La larga trayectoria de Marcelo Legrand ha ido cementando un modus pingendi donde se invierte la postura que domina mucho abstractismo hoy, consagrado a la directa exornación, fiel a acuerdos amansadores o a cóleras estériles.
Para Legrand y sus vertiginosos tinglados de color y no color, se trata, en cambio, del sistémico homicidio de cada fuga en la complacencia estética y simbólica, y ahí reside su pujanza y su autobuscado límite. La imagen más elocuente para describir su accionar es la de un explorador que rastrea territorios mientras los crea: nebulosas sorprendentes hechas de burbujeantes babas negras, manchas escindidas entre raquíticas alusiones al geometrismo y prolapsos inevitables de la mácula, ritmos que se engolfan o se desplazan y rarefacen, tintas que colisionan entre sí, líneas que liberan o suprimen coágulos y masas –donando o negando protagonismos–, filtraciones que accionan desde el revés de la tela.

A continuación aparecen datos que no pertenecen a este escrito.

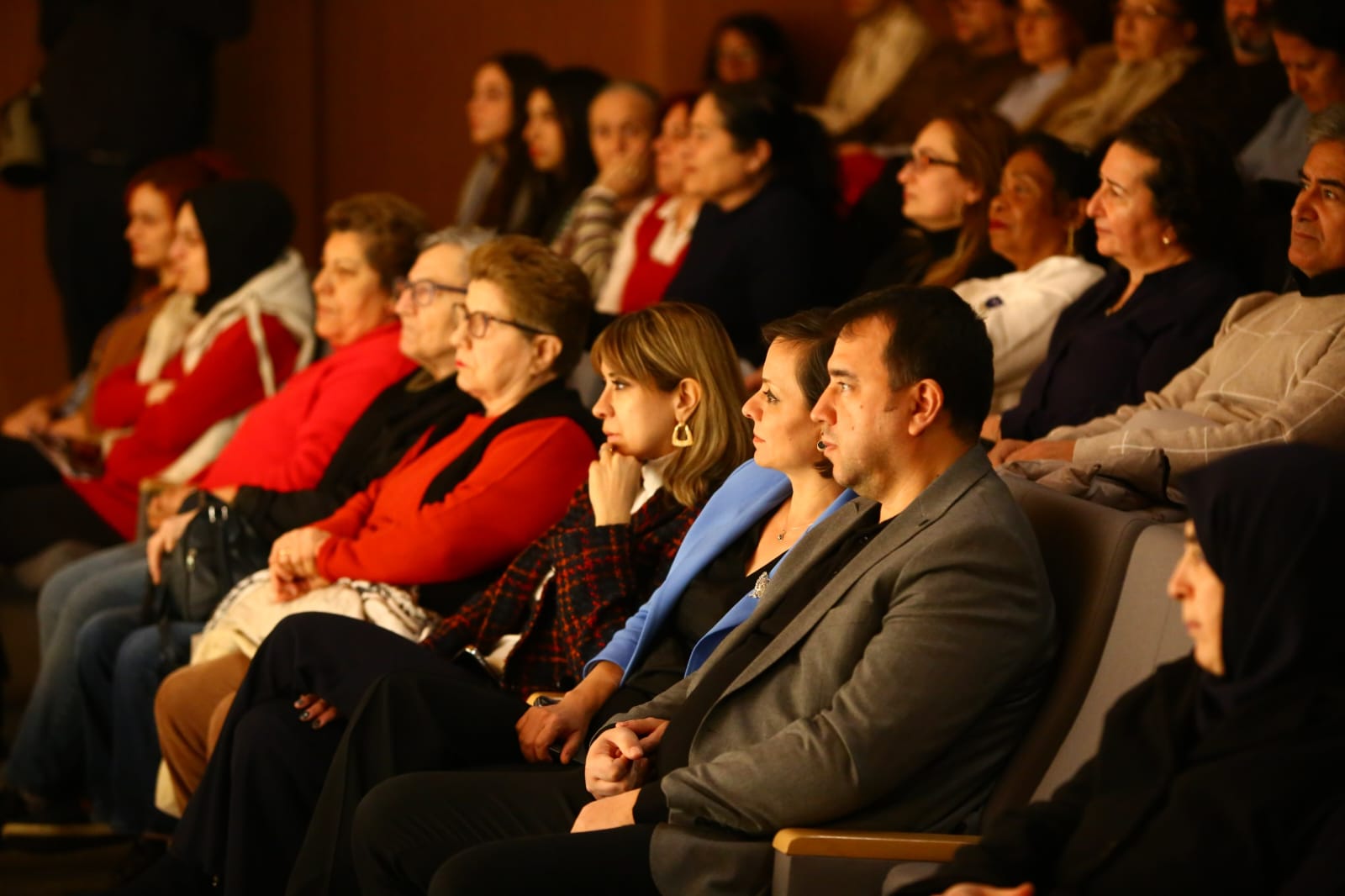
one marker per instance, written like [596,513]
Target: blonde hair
[658,347]
[984,143]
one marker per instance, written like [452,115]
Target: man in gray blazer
[883,681]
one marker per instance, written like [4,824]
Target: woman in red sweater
[237,327]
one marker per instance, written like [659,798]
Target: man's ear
[926,400]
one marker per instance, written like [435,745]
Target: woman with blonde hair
[947,185]
[670,416]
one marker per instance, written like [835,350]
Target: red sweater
[287,440]
[224,383]
[521,488]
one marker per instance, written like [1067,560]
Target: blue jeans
[47,754]
[121,663]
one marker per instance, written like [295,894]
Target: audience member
[973,69]
[1033,221]
[1168,202]
[946,188]
[152,199]
[622,121]
[121,87]
[883,678]
[763,244]
[751,46]
[889,38]
[1309,38]
[558,147]
[656,235]
[562,598]
[92,609]
[498,188]
[1051,35]
[239,324]
[1154,46]
[1215,774]
[1275,372]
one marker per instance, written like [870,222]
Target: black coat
[1160,811]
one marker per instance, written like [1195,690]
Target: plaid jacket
[603,575]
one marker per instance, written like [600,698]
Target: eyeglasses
[479,322]
[1147,13]
[423,291]
[921,161]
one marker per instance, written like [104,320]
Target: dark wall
[340,96]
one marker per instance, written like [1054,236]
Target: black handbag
[217,551]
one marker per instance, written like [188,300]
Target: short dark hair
[810,329]
[1196,185]
[1318,22]
[935,335]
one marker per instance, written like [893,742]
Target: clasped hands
[618,763]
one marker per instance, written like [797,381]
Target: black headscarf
[246,226]
[1268,521]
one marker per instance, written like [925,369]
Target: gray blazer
[892,700]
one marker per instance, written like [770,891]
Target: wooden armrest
[871,844]
[535,694]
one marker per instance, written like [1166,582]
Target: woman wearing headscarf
[240,323]
[1219,772]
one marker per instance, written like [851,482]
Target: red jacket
[521,486]
[286,441]
[224,383]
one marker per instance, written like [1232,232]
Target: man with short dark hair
[885,676]
[1275,372]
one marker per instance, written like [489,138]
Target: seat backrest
[1087,549]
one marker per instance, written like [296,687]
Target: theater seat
[1107,573]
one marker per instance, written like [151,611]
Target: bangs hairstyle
[390,229]
[544,291]
[811,331]
[658,347]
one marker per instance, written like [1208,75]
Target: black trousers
[248,818]
[493,831]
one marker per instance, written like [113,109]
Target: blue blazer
[746,497]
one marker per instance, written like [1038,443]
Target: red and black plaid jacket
[603,575]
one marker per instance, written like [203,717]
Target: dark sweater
[764,260]
[1098,362]
[373,445]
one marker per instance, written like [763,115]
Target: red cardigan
[224,383]
[521,486]
[286,441]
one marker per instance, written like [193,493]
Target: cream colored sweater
[1274,374]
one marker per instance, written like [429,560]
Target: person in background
[889,38]
[972,69]
[1167,212]
[1033,221]
[751,46]
[946,188]
[763,244]
[152,199]
[123,85]
[1216,774]
[622,124]
[1051,35]
[498,187]
[656,235]
[558,147]
[1309,40]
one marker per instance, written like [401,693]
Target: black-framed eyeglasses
[479,322]
[423,291]
[923,161]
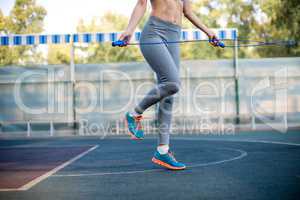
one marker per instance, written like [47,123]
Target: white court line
[241,152]
[46,175]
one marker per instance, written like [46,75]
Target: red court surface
[23,167]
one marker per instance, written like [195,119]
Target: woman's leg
[164,117]
[163,64]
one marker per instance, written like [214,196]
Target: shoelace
[171,154]
[138,121]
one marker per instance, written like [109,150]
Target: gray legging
[164,61]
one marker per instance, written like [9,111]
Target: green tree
[25,17]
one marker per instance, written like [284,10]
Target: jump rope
[217,43]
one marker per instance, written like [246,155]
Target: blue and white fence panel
[43,39]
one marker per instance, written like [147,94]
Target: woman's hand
[125,36]
[213,39]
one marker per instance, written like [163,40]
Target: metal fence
[263,93]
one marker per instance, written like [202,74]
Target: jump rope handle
[120,43]
[218,42]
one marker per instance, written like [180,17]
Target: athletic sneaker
[168,161]
[134,126]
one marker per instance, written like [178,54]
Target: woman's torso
[168,10]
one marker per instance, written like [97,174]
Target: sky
[63,15]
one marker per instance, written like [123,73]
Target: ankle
[134,113]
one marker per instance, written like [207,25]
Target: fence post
[28,129]
[51,128]
[236,79]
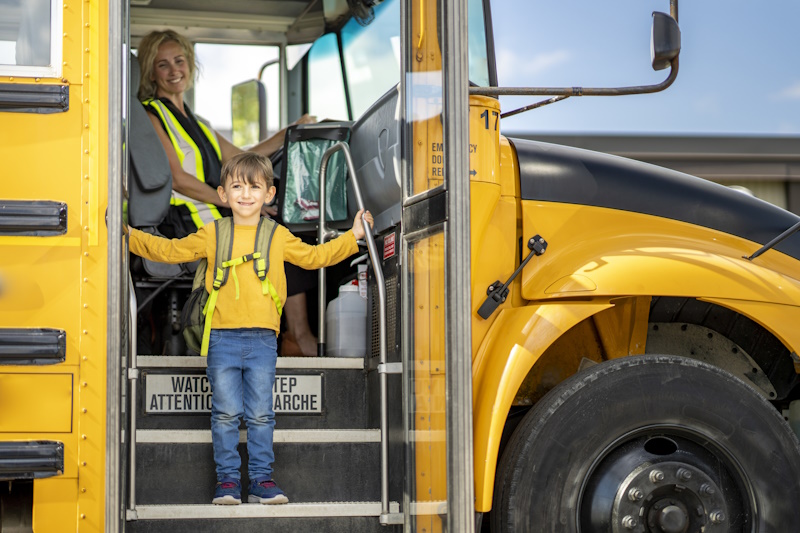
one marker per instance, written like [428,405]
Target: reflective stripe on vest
[191,161]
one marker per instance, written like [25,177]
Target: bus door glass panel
[326,98]
[30,38]
[478,54]
[372,56]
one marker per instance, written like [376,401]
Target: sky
[739,68]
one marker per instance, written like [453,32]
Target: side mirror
[665,40]
[249,113]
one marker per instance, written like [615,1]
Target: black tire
[650,444]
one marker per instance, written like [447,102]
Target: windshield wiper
[774,242]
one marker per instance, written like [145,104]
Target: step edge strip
[289,510]
[283,436]
[312,363]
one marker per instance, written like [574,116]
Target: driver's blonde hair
[148,50]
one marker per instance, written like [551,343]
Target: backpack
[199,307]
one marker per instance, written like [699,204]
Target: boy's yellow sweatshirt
[253,309]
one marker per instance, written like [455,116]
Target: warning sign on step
[191,393]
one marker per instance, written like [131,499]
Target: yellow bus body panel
[596,255]
[61,281]
[36,403]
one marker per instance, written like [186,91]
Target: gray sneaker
[228,492]
[264,490]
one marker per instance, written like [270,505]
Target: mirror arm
[264,66]
[673,9]
[579,91]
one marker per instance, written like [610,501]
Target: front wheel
[658,444]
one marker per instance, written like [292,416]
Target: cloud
[516,69]
[790,93]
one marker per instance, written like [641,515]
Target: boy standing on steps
[242,348]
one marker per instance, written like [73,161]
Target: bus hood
[554,173]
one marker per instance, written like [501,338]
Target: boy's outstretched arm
[358,226]
[165,250]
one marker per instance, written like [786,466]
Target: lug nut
[629,522]
[635,494]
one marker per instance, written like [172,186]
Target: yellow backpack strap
[264,234]
[224,249]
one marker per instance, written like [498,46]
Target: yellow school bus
[553,339]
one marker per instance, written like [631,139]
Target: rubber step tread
[256,510]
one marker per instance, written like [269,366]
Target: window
[325,86]
[30,38]
[372,56]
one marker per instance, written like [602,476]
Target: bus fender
[516,340]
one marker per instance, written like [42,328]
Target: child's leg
[259,377]
[225,356]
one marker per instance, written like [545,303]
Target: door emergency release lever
[497,292]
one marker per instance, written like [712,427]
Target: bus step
[251,510]
[177,467]
[310,393]
[330,517]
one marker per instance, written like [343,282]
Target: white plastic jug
[346,323]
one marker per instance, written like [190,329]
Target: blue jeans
[241,371]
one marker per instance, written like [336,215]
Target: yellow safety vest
[191,161]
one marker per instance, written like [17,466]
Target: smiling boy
[242,350]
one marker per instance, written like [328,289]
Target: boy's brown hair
[249,167]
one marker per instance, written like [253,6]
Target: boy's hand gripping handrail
[323,233]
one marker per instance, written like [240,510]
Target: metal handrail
[322,235]
[133,376]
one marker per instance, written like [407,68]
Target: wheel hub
[669,497]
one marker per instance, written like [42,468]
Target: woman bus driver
[196,153]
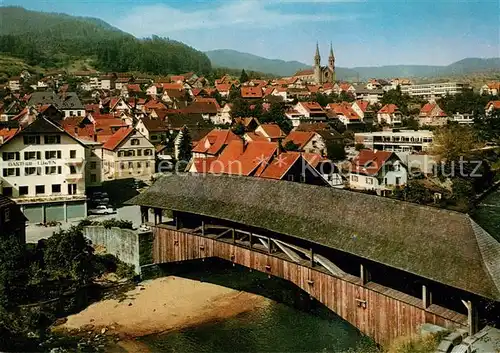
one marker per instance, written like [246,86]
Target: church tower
[317,66]
[331,64]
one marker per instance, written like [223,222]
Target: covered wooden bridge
[383,265]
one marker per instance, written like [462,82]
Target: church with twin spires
[319,74]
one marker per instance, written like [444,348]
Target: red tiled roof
[226,162]
[281,164]
[300,138]
[389,109]
[7,133]
[272,131]
[344,109]
[251,92]
[255,158]
[215,141]
[307,72]
[363,105]
[495,104]
[255,137]
[172,86]
[118,137]
[369,162]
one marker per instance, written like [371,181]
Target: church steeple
[317,57]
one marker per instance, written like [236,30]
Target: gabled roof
[273,131]
[369,162]
[300,138]
[389,109]
[215,141]
[255,158]
[117,138]
[435,244]
[251,92]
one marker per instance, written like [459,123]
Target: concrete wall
[123,243]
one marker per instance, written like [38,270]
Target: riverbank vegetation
[43,282]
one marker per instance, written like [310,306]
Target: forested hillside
[54,40]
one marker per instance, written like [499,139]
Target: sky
[362,32]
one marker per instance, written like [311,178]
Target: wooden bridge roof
[440,245]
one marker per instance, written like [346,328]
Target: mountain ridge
[240,60]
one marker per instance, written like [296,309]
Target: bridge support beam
[472,317]
[364,274]
[426,297]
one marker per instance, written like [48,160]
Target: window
[40,189]
[32,155]
[7,191]
[11,172]
[50,170]
[32,171]
[23,190]
[31,140]
[71,189]
[52,139]
[52,154]
[10,156]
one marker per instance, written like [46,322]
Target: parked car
[102,209]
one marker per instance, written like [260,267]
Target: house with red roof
[294,167]
[307,141]
[344,113]
[431,114]
[271,132]
[380,171]
[214,143]
[492,105]
[491,88]
[249,92]
[128,154]
[389,114]
[306,111]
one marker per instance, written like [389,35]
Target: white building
[396,140]
[380,171]
[42,169]
[431,91]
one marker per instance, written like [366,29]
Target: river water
[291,323]
[487,214]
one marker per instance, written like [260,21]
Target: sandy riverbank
[163,305]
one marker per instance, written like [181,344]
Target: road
[130,213]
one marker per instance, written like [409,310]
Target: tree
[243,76]
[291,146]
[487,125]
[13,274]
[185,146]
[453,142]
[335,151]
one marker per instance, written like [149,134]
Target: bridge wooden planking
[384,318]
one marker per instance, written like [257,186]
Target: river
[487,214]
[291,323]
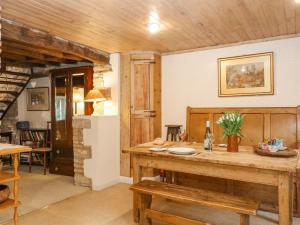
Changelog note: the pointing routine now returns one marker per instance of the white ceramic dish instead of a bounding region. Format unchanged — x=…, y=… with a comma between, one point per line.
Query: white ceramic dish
x=222, y=145
x=157, y=149
x=182, y=151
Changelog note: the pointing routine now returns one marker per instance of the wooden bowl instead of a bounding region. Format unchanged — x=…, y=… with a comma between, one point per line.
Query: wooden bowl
x=4, y=193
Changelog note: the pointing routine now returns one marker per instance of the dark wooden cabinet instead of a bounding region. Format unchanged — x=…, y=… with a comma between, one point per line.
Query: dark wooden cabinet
x=68, y=88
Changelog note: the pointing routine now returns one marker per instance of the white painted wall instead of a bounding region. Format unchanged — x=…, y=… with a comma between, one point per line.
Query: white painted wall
x=191, y=79
x=37, y=119
x=104, y=138
x=112, y=79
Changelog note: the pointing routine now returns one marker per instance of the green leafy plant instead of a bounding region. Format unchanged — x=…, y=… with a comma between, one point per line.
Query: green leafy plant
x=231, y=122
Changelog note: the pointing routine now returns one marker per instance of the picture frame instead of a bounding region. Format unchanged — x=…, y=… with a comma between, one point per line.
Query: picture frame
x=38, y=99
x=246, y=75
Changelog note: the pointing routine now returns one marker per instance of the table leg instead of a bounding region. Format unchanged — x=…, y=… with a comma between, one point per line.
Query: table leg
x=45, y=163
x=285, y=198
x=30, y=161
x=16, y=190
x=137, y=177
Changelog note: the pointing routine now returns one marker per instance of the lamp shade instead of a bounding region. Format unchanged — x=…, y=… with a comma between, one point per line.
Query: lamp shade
x=94, y=95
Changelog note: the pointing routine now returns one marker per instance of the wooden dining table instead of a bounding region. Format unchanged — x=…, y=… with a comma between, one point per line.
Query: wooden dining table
x=15, y=150
x=244, y=165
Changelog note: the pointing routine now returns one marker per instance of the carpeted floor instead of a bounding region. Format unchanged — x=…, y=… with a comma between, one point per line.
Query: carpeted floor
x=113, y=206
x=38, y=191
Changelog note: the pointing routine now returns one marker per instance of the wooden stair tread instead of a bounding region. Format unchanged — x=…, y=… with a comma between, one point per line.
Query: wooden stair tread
x=9, y=203
x=41, y=150
x=197, y=196
x=6, y=177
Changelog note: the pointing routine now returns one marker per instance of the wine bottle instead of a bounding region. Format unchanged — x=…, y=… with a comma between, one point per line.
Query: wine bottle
x=207, y=142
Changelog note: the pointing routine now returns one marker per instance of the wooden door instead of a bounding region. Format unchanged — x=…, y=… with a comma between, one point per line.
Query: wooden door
x=142, y=102
x=62, y=135
x=66, y=83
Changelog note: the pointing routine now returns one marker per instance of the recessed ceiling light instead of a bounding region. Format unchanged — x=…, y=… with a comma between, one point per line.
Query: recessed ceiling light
x=153, y=27
x=154, y=24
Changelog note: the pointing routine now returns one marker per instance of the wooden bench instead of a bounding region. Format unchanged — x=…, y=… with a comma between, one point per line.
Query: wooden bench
x=146, y=189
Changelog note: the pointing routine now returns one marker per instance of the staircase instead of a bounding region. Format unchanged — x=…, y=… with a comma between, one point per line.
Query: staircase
x=11, y=86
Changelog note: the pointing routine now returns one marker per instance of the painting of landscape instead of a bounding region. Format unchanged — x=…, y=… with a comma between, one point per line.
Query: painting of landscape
x=245, y=75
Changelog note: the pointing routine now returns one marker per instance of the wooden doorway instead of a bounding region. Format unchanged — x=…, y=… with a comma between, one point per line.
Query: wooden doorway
x=68, y=88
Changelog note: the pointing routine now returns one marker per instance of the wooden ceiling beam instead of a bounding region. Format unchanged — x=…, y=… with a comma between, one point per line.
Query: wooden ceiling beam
x=34, y=61
x=12, y=56
x=46, y=52
x=18, y=32
x=22, y=52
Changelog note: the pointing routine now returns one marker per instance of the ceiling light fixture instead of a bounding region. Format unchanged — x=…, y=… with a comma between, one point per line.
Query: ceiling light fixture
x=153, y=25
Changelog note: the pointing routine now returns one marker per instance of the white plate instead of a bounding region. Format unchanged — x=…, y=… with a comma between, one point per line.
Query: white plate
x=222, y=145
x=157, y=149
x=182, y=151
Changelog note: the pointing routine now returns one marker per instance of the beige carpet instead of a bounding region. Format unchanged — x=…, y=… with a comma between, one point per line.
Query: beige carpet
x=113, y=206
x=38, y=191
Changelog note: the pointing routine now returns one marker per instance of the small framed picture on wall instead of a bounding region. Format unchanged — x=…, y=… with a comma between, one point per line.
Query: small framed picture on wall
x=38, y=99
x=246, y=75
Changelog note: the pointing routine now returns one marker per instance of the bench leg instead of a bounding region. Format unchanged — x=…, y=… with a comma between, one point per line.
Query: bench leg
x=144, y=203
x=244, y=219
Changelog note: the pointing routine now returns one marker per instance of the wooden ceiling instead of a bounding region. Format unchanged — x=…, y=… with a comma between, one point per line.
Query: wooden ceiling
x=23, y=46
x=121, y=25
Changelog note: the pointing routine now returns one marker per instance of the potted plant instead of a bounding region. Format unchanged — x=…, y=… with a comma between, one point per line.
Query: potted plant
x=231, y=122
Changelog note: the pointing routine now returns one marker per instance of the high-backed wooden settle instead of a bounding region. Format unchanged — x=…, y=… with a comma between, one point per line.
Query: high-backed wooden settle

Se trata siempre de construcciones elaboradas que no abanderan ninguna “pureza” del cuadro ni delirio autárquico greenbergiano, sino que se hacen sismógrafos del estado, intensamente problemático, de la abstracción misma. Una abstracción que tiene que seguir existiendo, como enunciado balbucientemente conflictivo de un psiquismo que no es sólo personal, sino colectivo, aún cuando parezca, por momentos, haber perdido su soporte social, por desgaste. Legrand enfrenta también ese nudo: nada casual que sus enormes cuadros carezcan de un fondo pintado, y exhiban la tela “casi” cruda –la textura apenas velada por una mezcla de cola de conejo y tiza que baja el tono blanco original dejando sin embargo la “sensación” de la fibra virgen– , elemento especular al vacío dejado por el apaciguamiento del debate en torno a lo informal, con su hipotética y luchada amenaza a la figuración. (Y la figuración regresa, como fuese en incubación, en las deformidades legrandianas por medio de ese “complejo” de Rorschach que todos custodiamos consciente o inconscientemente).
Si el informalismo aletea sin ramas donde descansar, los grumos y líneas y chorros de Legrand se expanden sobre la trama sedosa del lienzo, mimándola y minándola, pero sin mezclarse realmente, en su conjunto, a ella y a la nada que representa, escapando así al fin de su historia. Como el mismo artista ha declarado, todos sus cuadros terminan varias veces, acción diferente a la de no finalizar la obra, a la de dejarla abierta. Es más, por ende, que un sencillo y febril pintar perpetuamente in progress o un encomio de lo inacabado: las telas de Legrand (por ejemplo, en esta instancia, sus tres monumentales dípticos), algunas trabajadas durante años, mueren y nacen cíclicamente, dejando estratos –cuadros sobre cuadros dentro del mismo marco– , capas decantadas de tiempo y color, sedimentadas en laberintos de los que la mirada no quiere salir.
Textos de Riccardo Boglione.
Sobre MUNAR
MUNAR está situado en el barrio de La Boca (Distrito de las Artes), en lo que queda de una vieja cantina a orillas del riachuelo. Dirigida por Diego y Florencia Benzacar, quienes buscan promover y difundir un lugar de encuentro en el que confluyen recursos materiales y humanos con el objetivo de favorecer las capacidades de transformación y de creación de las personas.